La figura de Micaela de Luján, que aparece un poco desdibujada en la poesía lopesca, ha cobrado bulto y movimiento en los documentos. Era comedianta, de no primera categoría, que seguramente se retiró de la escena al entablar sus relaciones con Lope. Estaba casada con un Diego Díaz, también representante, quien, desde 1596, residía en el Perú; allí murió en 1603. Micaela tenía dos hijas de este comediante: Agustina y Dionisia. Son las dos mayores en la lista de siete hijos que figuran en el documento por el cual la viuda, en 1604, recaba ser nombrada tutora y curadora de sus personas y bienes. Salía como fiador de tal empresa de tutela Lope de Vega, y como testigo de su solvencia figura nada menos que Mateo Alemán, el autor del Pícaro Guzmán de Alfarache. Cuando Micaela acepta el cargo de tutora de sus hijos, declara que la mayor, Agustina, tiene catorce años, y el menor, Félix, tres meses. Diego Díaz, el difunto marido, había partido para las Indias en 1596, ocho años antes19. Los cinco hijos últimos (Angela, Jacinta, Mariana, Juan y Félix) eran de Lope. Todavía en 1605 nació Marcela, la hija dilecta del poeta, en Toledo; y en 1607, en Madrid, nació el último,   —67→   Lope Félix de Vega Carpio, Lope el mozo. Por cierto que en la partida de bautismo de este último, en la parroquia de San Sebastián, se le inscribe como hijo de Lope de Vega Carpio y de Micaela de Luján. Había desaparecido todo recato.

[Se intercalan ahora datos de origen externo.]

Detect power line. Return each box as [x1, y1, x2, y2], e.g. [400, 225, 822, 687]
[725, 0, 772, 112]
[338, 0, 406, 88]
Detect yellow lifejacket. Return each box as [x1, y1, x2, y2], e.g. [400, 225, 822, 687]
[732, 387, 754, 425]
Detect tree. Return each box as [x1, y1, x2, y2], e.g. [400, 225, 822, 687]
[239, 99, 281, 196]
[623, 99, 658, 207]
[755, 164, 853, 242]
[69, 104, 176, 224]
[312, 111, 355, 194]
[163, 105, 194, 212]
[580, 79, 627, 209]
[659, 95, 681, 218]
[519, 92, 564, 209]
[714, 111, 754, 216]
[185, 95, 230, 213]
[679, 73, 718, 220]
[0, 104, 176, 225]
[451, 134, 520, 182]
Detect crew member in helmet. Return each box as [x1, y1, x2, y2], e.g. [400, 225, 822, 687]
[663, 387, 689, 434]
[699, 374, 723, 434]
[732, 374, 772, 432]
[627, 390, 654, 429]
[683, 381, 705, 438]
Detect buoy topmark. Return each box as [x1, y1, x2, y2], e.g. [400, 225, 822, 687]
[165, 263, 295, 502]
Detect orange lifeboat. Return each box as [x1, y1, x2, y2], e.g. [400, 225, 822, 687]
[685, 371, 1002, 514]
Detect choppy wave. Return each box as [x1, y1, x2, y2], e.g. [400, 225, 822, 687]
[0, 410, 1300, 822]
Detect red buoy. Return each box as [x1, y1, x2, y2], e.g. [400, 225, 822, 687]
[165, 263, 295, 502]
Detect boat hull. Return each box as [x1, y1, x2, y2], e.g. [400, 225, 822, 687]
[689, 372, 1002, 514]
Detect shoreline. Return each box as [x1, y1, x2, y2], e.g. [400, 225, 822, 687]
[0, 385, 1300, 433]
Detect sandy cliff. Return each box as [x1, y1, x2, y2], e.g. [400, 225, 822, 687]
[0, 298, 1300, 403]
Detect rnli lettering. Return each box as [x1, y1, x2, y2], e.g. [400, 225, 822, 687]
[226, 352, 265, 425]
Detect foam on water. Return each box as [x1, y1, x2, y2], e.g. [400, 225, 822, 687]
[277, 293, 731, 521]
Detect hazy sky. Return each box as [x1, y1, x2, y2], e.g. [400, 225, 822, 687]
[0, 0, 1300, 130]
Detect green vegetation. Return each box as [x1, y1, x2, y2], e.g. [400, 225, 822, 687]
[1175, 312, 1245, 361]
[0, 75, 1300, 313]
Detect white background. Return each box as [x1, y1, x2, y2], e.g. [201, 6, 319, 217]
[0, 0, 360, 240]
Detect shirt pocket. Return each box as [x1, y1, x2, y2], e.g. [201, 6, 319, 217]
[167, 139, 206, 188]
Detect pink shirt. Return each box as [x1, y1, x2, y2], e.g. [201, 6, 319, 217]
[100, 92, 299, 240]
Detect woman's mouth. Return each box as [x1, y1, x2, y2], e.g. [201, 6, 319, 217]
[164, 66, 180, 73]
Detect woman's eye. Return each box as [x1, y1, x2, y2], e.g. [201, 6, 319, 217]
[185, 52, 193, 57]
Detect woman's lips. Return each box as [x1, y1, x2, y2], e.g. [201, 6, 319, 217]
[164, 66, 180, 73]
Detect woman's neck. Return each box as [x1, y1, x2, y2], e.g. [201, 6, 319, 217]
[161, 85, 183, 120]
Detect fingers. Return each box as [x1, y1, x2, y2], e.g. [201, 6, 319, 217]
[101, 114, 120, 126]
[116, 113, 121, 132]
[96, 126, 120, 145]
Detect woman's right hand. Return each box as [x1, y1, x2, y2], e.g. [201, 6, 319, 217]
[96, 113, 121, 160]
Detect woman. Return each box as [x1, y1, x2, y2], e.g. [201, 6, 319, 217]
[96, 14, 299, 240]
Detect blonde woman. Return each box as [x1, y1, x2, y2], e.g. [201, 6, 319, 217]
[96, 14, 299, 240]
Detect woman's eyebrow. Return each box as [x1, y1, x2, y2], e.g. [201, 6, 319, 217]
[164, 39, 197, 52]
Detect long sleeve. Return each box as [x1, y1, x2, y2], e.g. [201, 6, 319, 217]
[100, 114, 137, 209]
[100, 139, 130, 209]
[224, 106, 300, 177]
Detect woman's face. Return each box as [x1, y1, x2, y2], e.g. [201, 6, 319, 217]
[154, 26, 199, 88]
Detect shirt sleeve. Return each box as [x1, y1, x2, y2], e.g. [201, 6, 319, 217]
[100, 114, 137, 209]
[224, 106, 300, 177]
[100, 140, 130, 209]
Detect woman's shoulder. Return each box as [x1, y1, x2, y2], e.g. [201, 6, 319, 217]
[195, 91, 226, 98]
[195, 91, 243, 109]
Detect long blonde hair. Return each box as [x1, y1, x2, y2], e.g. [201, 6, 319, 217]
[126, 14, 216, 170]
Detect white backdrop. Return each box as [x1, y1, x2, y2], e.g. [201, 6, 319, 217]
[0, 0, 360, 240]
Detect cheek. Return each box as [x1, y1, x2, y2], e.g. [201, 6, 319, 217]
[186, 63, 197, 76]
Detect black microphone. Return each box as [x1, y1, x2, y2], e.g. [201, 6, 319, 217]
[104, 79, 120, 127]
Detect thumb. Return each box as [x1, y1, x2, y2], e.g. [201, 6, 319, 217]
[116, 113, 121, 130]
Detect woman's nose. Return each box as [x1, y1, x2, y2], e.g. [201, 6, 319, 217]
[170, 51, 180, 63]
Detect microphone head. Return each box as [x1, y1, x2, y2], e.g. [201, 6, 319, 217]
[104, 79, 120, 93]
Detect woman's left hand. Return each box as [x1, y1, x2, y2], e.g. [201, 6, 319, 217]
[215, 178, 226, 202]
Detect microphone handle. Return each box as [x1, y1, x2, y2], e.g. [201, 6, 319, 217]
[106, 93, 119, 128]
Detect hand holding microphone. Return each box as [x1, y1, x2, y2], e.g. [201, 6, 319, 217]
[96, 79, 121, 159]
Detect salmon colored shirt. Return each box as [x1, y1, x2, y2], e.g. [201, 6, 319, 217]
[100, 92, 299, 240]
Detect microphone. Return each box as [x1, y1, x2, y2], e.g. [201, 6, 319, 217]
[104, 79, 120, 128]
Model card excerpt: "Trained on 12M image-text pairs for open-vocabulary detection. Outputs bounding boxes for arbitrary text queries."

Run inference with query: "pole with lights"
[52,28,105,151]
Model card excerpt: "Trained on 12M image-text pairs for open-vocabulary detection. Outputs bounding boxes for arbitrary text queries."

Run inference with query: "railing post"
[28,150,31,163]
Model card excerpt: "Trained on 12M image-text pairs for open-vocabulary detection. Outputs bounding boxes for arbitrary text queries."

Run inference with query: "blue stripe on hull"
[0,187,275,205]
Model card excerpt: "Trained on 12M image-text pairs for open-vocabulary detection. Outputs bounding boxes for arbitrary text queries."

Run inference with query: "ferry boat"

Durante largos años, Lope de Vega se sintió unido a Micaela de Luján por un afecto tranquilo, conyugal, muy diferente del atormentado y gesticulante de Elena Osorio o de la propia Belisa. El período que lleva a 1610, fecha de su asentamiento definitivo en Madrid, es un tiempo de ajetreado ir y venir para el Fénix, que tiene que dividirse entre sus dos hogares. Juana de Guardo, la mujer legítima, residió en Madrid hasta 1604, y en Toledo de 1604 a 1610, en que se vuelven a Madrid. Micaela de Luján residió primero en Toledo, luego en Sevilla (donde Lope pasó temporadas entre 1602 y 1604), después anduvo de nuevo por Toledo (donde nace Marcela), y por último en Madrid, donde Lope alquiló una casa en la calle del Fúcar (1607) para vivienda de la familia ilegal. La legítima seguía en Toledo, donde en 1606 había nacido Carlos Félix, el segundo hijo de doña Juana de Guardo, bautizado en la iglesia de San Justo.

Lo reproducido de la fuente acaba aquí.